RELG 251, Faith after the Holocaust
The death of six million Jews at the hands of the Nazis in the Second World War represents a radical challenge to faith in Judaism, in Christianity, and in humanism. The course begins with a historical overview of the Holocaust and uses accounts of Holocaust survivors to articulate the challenge of the Holocaust to faith. It then reviews philosophical and theological responses to this challenge by Jewish and Christian authors. The weak as well as the heroic human figures in the Holocaust are studied. Those Jews who survived with their humanity intact and those non-Jews who helped them are the most important witnesses to the resiliency of the human spirit which we now have.
RELG 265, Global Bioethics and Religion
The revolution in biotechnology has given humanity powers unimaginable a few decades ago. Bioethics within the Western cultural tradition examines moral and ethical dilemmas arising from the interface of human experience and advances in biology, medicine, and technology (human embryonic stem cell applications, cloning, genetic engineering, euthanasia, etc.). Global bioethical inquiry places moral and ethical bioethics deliberations on the international stage, with a focused exploration of diverse and competing transnational theoretical debates. The course undertakes a critical study of comparative religious ethics and global bioethics issues within Judaism, Buddhism, Islam, Hinduism, and Christianity.

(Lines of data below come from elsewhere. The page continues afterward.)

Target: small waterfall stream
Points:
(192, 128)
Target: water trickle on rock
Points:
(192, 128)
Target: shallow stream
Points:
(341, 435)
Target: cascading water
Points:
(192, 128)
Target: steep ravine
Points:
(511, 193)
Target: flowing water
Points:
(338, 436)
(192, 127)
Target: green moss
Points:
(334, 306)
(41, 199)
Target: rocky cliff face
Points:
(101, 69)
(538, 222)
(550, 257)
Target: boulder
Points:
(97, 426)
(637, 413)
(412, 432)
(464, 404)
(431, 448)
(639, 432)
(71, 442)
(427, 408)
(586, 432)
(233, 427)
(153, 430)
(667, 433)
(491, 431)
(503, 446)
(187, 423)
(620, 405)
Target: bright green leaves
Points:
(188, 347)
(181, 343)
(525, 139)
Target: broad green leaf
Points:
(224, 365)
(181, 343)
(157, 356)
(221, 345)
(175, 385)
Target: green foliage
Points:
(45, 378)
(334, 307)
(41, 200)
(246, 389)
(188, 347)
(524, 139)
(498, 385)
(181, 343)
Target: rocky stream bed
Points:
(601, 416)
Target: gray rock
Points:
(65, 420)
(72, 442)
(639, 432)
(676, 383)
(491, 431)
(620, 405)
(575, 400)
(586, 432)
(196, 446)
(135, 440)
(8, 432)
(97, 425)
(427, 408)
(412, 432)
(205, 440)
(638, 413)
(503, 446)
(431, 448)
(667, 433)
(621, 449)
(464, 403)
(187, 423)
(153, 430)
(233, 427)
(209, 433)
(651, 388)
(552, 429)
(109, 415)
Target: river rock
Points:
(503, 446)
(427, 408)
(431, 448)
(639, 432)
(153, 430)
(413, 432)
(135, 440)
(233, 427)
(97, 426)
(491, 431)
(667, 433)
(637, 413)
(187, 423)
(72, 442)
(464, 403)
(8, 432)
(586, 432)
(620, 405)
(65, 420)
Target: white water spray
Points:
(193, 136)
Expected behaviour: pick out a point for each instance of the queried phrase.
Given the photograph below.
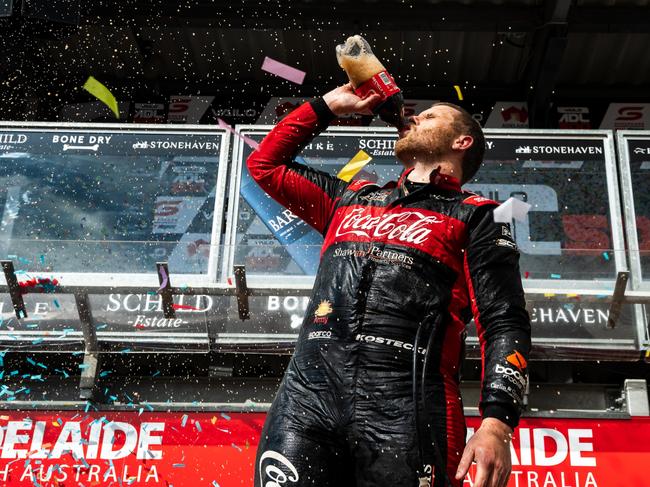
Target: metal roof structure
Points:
(534, 50)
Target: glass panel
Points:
(292, 246)
(567, 232)
(87, 201)
(639, 155)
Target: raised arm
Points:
(503, 324)
(309, 193)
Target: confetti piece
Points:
(283, 70)
(185, 306)
(511, 208)
(102, 93)
(355, 164)
(247, 140)
(165, 279)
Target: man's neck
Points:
(422, 171)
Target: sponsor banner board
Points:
(144, 448)
(627, 116)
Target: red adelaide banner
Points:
(64, 449)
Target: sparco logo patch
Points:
(272, 475)
(406, 226)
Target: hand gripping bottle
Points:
(369, 76)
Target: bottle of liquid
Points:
(368, 76)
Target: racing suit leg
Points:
(299, 445)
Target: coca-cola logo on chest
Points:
(406, 226)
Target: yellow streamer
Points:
(100, 92)
(354, 166)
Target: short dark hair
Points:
(465, 124)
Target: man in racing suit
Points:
(367, 399)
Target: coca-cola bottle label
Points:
(382, 84)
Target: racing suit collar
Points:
(442, 181)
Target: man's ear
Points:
(462, 142)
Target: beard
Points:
(424, 145)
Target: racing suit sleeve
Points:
(309, 193)
(499, 309)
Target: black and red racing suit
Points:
(393, 261)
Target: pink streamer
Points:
(165, 279)
(283, 71)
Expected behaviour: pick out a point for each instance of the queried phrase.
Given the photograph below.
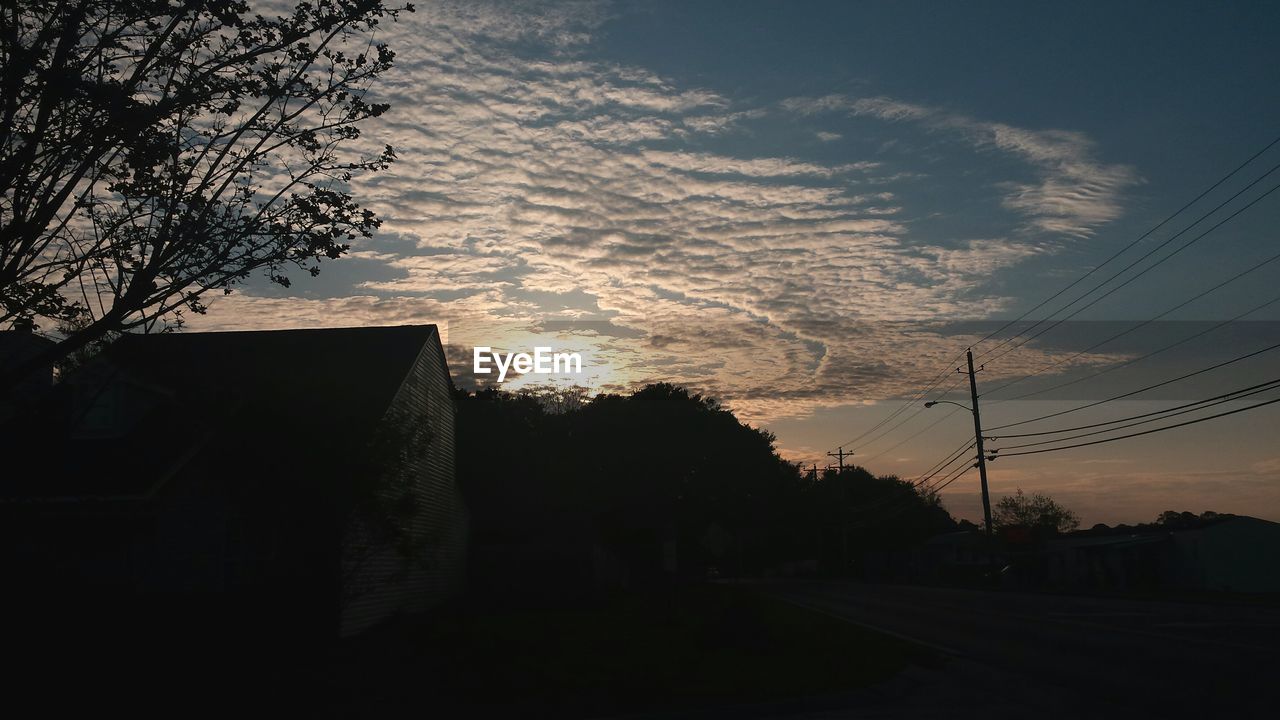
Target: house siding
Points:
(382, 577)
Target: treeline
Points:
(570, 492)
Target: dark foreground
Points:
(1014, 655)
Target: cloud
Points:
(1074, 192)
(781, 283)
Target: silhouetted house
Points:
(17, 347)
(296, 483)
(1237, 554)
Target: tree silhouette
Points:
(1036, 510)
(152, 151)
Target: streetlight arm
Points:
(932, 402)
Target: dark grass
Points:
(681, 648)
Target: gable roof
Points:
(252, 395)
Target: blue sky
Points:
(790, 205)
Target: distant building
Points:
(287, 482)
(1226, 554)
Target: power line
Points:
(1141, 358)
(1175, 308)
(1144, 432)
(908, 404)
(1223, 364)
(913, 436)
(951, 479)
(1165, 415)
(1139, 238)
(942, 466)
(1144, 270)
(906, 419)
(1132, 417)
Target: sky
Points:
(810, 209)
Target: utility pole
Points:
(841, 455)
(982, 454)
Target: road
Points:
(1023, 655)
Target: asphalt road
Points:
(1018, 655)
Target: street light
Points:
(932, 402)
(977, 438)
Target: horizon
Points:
(795, 210)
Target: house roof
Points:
(251, 396)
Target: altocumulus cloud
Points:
(529, 172)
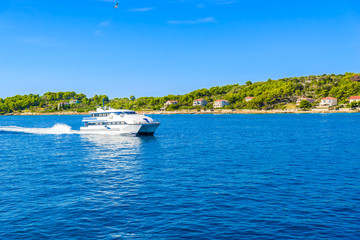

RELG 281, Experiencing Hinduism
As one of the world's most ancient, complex, and fascinating religious traditions, the study of Hinduism provides an ideal arena for examining central questions in the study of religion. Through close readings of primary texts in translation, this course focuses on the history of Hindu traditions from their origins to the development of devotional movements in medieval and early modern India. Following a chronological order, these texts include the hymns of the ancient Vedas, the investigations into salvific reality in the Upanishads, the religious epics, devotional poems in praise of gods, religious philosophy (Yoga and Advaita Vedanta), and classical mythology. While exploring the variety of forms Hinduism has taken, the class engages broader questions in the study of religions such as the construction of religious authority, the definition of the good life, conceptions of the soul, differences between elite and non-elite styles of religiosity, and the significance of gender in conceptualizations of the divine.
RELG 282, Islamic Traditions
Conceives of Islam as a cumulative tradition beginning with the event of the Qur'an and the paradigmatic example of Prophet Muhammad. The unfolding of this religious tradition is traced through the formation of Shi'a and Sunni schools of Islamic thought, the schools of law, the subtleties of Islamic mysticism, nuances of philosophical thought, and creative artistic expression in the form of calligraphy, music, and poetry. Concludes with two sections: an overview of the multi-faceted responses of Muslims to the challenges of modernity and post-colonialism, and the contemporary debates about the status of Muslim women and their self-understandings.